SNP MP Seamus Logan has moved a Presentation Bill in the House of Commons seeking a reduction in VAT for hospitality businesses. The Bill asks the UK Government to cut the rate applied to certain hospitality supplies, food, drink, and accommodation are in scope, and to make that cut permanent, not a temporary pandemic-era measure. It is a signal flare, not yet a law. But it matters.

UK hospitality VAT currently sits at 20%, the same standard rate applied to most goods and services. During the Covid period, the UK Government temporarily reduced it to 5%, then tapered it back up to 12.5% before restoring the full rate in April 2022. UK Hospitality, the sector's main trade body, has consistently argued that restoring a reduced rate, it advocates for 12.5%, would be the single most effective intervention government could make for the sector. The organisation estimates a cut to 12.5% would save the average hospitality business tens of thousands of pounds annually and support over 200,000 jobs across the UK.

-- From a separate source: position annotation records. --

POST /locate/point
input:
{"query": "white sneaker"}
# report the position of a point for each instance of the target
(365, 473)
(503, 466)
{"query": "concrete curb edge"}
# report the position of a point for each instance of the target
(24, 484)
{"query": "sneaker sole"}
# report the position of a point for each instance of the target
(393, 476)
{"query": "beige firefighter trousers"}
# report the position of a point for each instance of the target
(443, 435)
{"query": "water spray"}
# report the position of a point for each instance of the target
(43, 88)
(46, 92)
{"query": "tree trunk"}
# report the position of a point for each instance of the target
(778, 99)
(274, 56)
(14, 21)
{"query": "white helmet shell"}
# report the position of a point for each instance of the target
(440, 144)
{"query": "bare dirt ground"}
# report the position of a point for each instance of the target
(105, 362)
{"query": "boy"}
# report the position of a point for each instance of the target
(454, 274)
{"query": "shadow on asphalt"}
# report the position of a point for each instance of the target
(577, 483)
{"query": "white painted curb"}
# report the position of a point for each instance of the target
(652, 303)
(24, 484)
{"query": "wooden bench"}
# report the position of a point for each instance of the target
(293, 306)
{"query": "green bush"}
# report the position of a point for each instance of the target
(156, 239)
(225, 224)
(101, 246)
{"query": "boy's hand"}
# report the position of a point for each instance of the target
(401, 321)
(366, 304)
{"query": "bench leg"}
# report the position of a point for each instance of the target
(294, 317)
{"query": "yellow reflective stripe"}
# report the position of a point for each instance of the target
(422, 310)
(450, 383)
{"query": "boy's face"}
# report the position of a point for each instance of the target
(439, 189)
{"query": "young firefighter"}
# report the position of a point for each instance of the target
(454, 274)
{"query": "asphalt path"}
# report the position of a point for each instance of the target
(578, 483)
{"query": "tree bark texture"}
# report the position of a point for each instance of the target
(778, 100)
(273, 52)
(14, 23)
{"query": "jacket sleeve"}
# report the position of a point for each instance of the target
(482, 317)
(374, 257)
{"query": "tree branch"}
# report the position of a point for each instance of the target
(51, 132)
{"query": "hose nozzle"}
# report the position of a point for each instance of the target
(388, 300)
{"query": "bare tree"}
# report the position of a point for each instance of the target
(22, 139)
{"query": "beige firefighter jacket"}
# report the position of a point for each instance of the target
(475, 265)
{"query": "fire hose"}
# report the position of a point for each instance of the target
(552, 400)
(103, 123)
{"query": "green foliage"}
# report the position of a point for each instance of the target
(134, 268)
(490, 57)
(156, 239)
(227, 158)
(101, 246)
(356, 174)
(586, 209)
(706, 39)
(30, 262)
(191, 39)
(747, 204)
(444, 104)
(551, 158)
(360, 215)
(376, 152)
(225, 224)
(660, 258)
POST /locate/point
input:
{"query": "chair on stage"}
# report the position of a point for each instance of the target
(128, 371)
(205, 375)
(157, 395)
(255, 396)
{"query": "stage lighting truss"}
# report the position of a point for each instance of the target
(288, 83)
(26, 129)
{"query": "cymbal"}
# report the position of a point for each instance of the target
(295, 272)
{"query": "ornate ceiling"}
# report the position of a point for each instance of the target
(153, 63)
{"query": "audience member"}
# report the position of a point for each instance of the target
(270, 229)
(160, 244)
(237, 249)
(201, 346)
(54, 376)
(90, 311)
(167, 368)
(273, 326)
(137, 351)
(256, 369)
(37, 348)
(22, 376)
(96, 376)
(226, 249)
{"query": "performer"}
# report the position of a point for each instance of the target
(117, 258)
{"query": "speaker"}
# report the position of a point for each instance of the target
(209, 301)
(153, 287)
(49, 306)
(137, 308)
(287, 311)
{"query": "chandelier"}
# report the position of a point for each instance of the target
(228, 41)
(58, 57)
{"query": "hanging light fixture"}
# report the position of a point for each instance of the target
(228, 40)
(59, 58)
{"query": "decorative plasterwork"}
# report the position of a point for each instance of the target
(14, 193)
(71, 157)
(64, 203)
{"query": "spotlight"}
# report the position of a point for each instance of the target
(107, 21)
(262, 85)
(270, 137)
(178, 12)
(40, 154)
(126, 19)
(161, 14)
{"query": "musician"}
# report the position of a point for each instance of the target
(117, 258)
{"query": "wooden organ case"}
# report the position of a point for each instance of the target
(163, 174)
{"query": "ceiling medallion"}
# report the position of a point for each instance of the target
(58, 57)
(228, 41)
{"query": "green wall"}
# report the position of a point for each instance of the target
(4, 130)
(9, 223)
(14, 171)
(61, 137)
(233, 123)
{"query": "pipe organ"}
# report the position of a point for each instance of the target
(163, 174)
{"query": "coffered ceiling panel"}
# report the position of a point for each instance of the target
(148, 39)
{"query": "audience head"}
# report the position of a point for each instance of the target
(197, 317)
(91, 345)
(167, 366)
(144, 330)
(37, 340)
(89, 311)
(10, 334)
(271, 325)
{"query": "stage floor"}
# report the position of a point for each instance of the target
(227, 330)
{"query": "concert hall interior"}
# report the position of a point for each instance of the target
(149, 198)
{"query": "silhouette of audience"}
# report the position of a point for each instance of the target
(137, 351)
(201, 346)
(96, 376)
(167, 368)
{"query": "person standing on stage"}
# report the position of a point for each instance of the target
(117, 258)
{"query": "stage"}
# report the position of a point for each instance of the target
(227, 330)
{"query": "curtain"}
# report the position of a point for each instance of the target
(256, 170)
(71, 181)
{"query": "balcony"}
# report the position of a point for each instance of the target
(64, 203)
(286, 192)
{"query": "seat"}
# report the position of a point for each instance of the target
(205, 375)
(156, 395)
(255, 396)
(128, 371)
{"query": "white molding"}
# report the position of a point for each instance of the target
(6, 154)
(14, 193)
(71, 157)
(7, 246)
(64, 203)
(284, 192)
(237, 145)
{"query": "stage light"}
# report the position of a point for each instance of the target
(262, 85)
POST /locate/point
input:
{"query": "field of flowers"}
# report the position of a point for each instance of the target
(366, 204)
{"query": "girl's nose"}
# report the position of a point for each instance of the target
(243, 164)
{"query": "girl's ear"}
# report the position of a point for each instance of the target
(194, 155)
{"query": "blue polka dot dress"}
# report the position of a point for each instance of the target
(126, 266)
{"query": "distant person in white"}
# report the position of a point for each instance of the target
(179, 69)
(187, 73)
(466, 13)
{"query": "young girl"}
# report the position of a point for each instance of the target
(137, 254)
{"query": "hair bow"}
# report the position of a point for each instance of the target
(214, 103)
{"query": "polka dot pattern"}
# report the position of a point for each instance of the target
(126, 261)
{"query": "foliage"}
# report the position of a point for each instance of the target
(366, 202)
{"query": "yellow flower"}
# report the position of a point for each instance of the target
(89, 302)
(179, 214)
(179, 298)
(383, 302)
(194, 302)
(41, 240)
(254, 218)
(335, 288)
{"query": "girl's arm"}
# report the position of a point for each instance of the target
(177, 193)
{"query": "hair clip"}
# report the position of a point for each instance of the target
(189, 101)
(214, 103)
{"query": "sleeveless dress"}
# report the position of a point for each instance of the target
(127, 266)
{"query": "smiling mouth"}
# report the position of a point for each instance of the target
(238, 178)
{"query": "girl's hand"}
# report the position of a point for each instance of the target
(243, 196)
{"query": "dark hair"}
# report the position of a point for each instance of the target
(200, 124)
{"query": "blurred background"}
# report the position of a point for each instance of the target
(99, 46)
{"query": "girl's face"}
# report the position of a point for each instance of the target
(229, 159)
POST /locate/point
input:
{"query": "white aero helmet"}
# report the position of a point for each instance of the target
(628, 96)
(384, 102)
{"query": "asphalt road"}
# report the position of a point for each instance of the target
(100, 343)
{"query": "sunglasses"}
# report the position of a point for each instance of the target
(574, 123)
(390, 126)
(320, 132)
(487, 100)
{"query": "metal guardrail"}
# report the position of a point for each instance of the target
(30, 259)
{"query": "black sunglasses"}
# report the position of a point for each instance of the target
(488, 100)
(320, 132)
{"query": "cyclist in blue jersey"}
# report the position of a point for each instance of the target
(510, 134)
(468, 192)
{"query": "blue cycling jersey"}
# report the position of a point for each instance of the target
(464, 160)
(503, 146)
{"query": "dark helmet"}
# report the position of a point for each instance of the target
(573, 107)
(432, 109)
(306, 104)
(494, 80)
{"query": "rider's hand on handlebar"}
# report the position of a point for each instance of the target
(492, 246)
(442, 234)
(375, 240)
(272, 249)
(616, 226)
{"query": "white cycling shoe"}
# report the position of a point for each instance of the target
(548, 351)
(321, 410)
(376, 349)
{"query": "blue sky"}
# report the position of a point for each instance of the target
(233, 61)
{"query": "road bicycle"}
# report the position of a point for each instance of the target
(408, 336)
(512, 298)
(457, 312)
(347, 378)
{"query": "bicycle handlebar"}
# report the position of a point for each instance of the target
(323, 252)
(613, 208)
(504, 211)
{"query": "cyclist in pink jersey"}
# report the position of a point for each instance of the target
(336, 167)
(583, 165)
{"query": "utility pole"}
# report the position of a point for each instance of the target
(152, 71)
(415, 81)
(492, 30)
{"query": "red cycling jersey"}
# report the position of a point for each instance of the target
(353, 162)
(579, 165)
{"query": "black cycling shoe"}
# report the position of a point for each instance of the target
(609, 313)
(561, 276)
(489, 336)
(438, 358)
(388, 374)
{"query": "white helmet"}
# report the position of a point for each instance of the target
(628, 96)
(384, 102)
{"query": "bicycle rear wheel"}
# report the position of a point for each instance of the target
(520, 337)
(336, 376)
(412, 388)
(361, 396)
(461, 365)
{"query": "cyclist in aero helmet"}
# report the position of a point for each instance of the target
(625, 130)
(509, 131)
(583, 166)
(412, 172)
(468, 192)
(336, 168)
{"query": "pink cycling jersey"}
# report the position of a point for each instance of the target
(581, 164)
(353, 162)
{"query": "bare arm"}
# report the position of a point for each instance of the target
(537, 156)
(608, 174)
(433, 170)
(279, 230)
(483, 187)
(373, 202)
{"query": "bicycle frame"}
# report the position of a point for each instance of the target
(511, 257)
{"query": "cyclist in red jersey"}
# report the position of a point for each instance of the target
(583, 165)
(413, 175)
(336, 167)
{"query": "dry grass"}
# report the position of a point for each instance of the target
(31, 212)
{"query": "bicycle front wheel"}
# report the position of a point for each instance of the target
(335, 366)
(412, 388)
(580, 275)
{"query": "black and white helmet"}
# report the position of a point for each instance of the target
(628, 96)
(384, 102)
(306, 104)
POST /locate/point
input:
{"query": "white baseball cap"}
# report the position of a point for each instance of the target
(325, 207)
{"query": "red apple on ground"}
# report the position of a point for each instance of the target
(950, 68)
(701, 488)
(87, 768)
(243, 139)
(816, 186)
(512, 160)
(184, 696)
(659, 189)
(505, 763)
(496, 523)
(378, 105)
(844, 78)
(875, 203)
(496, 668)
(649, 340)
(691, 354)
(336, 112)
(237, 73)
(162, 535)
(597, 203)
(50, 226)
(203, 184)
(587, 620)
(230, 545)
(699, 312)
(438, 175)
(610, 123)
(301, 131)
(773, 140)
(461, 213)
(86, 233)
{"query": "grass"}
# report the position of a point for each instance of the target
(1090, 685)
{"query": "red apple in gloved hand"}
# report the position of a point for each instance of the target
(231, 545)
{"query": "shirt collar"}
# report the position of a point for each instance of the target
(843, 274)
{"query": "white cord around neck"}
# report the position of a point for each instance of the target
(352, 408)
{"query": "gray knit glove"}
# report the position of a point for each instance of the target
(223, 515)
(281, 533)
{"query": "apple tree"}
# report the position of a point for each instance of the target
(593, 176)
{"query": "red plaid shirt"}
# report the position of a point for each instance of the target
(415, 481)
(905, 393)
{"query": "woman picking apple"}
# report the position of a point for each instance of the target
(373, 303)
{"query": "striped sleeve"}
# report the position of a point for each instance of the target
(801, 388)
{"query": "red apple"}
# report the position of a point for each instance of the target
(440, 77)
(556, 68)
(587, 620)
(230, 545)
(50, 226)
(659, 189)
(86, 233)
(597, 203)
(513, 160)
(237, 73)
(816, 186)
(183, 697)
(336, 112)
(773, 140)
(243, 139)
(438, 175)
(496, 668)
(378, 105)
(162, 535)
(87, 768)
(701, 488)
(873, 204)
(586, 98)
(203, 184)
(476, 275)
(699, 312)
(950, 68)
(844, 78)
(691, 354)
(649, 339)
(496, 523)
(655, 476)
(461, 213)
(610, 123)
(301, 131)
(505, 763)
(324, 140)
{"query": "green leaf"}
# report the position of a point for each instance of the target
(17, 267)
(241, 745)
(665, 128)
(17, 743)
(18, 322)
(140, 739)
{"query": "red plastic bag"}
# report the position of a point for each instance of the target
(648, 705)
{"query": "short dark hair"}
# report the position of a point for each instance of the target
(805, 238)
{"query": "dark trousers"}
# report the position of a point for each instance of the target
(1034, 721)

For Scotland, the stakes are particularly sharp. According to the Scottish Tourism Alliance, tourism and hospitality together contribute around £12 billion to the Scottish economy each year and support roughly 200,000 jobs. Yet the sector has faced a brutal run: energy costs, the cost-of-living squeeze reducing consumer spending, and rising employer National Insurance contributions introduced in the October 2024 UK Budget have all combined to squeeze margins that were never fat to begin with. The Scottish Licensed Trade Association has repeatedly flagged that pub closures are accelerating, particularly in rural communities where a local pub is often the only social infrastructure that remains.

A Presentation Bill of this kind does not automatically progress through Parliament. It requires government time to advance, which the current UK Government would need to grant. Westminster has so far resisted sector lobbying on VAT, with the Treasury citing the cost to public finances, a reduction to 12.5% across all hospitality is estimated to cost around £4 billion per year in foregone revenue. That is the number opponents reach for. Proponents counter with the economic multiplier: lower VAT means lower prices or higher investment, which drives footfall, which generates more economic activity and more tax overall. The argument is well-rehearsed. What Logan's Bill does is force it back onto the formal record.

Scotland does not control VAT, it remains a reserved matter at Westminster, which is precisely why an SNP MP is pushing this through the Commons rather than Holyrood. The Scottish Government has limited levers here. What it can do, and has done, is lobby for relief and argue the case for devolving hospitality policy more broadly. Whether Westminster listens is a different matter. The track record on that particular ask is not encouraging.